At her desk in Protective Research Division, Breckinridge found a pink envelope with a D.C. postmark. It was addressed to her and marked PERSONAL AND CONFIDENTIAL. She opened it. It was a letter from Delores Meriweather. Her handwriting was clear - a nearly perfect cursive style - and written in blue ink with what Breckinridge guessed was probably a fountain pen. Delores apologized for having been rude to Breckinridge, and explained that her life had turned into a confusing mix of feelings and memories but she believed she would survive.

At the bottom of the letter, Delores mentioned that she had finally gone through Charlie's papers, a task that she'd been avoiding because she didn't think she had the inner strength to face reading them. She'd discovered that there might have been more to the White House "politics" that had been bothering him before his decision to retire from the Secret Service. She enclosed a copy of a letter Charlie had written two days before his death.

MEMORANDUM FOR THE RECORD

To Whom It May Concern:

When Gil Flanagan first recruited me to plant a transmitter and voice-activated recorder in Helen Pierpont's room at the Waldorf Astoria Hotel in New York, I believed the investigation to be legal and proper. Flanagan assured me that Director Wintergreen had given him the assignment and that it involved a defense contractor getting inside information on contract bids. Flanagan also told me that the President had been briefed on the matter. I planted the bug in Pierpont's room believing that I was acting legally, as part of a sensitive investigation.

After the President's New York visit was over and the Presidential party was on its way to the airport, Flanagan told me to retrieve the transmitter and tapes from Pierpont's room. Her suite was situated between the Presidential suite and a staff room. Adjoining doors interconnected all three rooms. I retrieved the tape and listened for a few minutes. It was of the President and Pierpont spending the night in Pierpont's room, having sex and discussing the President filing for divorce from the First Lady the moment he left office.
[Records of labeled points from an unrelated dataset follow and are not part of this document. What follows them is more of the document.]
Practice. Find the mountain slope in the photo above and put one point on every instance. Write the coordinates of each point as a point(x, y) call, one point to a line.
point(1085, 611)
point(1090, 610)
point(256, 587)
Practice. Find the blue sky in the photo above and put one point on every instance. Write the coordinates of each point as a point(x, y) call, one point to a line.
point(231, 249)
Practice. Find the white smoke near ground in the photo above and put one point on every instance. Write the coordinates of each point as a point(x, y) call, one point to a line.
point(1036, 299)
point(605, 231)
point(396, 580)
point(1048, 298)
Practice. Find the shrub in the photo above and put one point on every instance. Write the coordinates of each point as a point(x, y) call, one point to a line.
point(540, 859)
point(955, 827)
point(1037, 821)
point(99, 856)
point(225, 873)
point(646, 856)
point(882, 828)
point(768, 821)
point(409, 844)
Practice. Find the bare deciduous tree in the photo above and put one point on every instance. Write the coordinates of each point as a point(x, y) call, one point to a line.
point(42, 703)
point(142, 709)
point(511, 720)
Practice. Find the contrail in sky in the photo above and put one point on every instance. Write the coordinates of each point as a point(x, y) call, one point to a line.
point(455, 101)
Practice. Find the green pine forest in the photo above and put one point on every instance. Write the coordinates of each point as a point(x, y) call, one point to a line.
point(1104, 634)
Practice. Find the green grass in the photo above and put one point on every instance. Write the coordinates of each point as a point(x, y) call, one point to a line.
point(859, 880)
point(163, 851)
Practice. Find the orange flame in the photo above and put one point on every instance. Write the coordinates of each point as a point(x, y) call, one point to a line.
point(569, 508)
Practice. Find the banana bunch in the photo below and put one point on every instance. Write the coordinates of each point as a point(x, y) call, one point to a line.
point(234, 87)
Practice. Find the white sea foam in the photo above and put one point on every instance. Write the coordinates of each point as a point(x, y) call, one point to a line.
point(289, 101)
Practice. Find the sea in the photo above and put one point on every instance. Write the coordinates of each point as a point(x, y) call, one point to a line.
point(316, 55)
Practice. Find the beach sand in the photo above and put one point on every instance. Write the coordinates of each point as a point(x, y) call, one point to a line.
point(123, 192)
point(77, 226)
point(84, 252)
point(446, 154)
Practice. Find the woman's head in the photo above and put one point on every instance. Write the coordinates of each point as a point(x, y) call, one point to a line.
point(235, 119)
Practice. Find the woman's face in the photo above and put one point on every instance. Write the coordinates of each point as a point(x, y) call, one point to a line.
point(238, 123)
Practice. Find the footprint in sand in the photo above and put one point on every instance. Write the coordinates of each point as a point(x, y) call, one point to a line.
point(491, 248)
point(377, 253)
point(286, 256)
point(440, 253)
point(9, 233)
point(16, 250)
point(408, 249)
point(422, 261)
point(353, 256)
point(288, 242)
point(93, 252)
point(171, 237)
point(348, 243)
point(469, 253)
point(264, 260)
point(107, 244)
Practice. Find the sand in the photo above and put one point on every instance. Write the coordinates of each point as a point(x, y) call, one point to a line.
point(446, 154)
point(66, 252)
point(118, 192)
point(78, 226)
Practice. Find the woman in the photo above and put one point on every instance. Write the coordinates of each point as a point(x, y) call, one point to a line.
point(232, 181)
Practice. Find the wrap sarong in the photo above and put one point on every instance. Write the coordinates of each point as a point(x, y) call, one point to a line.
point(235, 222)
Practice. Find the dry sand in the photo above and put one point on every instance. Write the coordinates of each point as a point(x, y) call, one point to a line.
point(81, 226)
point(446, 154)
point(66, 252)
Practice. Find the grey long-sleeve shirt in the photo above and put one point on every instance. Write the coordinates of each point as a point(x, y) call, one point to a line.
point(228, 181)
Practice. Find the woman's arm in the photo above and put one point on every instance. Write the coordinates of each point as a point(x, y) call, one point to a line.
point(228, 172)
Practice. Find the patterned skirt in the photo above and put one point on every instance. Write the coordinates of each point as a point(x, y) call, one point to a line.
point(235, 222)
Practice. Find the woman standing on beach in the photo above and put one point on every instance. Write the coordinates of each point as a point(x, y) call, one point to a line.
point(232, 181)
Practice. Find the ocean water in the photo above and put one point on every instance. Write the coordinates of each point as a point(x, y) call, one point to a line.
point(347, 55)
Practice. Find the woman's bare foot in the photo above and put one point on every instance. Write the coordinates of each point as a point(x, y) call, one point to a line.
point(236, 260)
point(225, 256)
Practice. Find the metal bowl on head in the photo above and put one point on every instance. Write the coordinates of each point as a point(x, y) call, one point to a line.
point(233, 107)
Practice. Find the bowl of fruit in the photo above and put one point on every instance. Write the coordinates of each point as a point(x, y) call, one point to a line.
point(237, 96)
I confronted Flanagan and told him I didn't appreciate being lied to and drawn into what was obviously an illegal operation under false pretenses. He said it was all a mistake and he would set up an appointment for me to talk to Director Wintergreen, who would explain the other details of the case.

When I returned back to the White House, Wintergreen avoided me. I'm writing this because I may find myself in front of some Congressional committee asking questions about why I bugged the President. At any rate, yesterday I sent a memo to Wintergreen telling him that if he didn't want to meet with me, I was going to ask for an appointment with the White House Chief of Staff.

(Signed)

Charles Meriweather

Breckinridge read the letter a second time, then picked up a file folder and found Delores Meriweather's number in it. Breckinridge dialed the number. The phone rang twice.

"Hello."

"Delores, this is Martha Breckinridge. I received the letter."

"What does it mean?"

"I don't want to talk on the phone, Delores. But I am on top of it. Whatever you do, tell no one about the letter. No one. Will you promise me?"

"Does this mean that Charlie may have..."

"It's too early to make any assumptions. But I am going to get to the bottom of it. I'll call you the moment I come up with something. You have my word on that."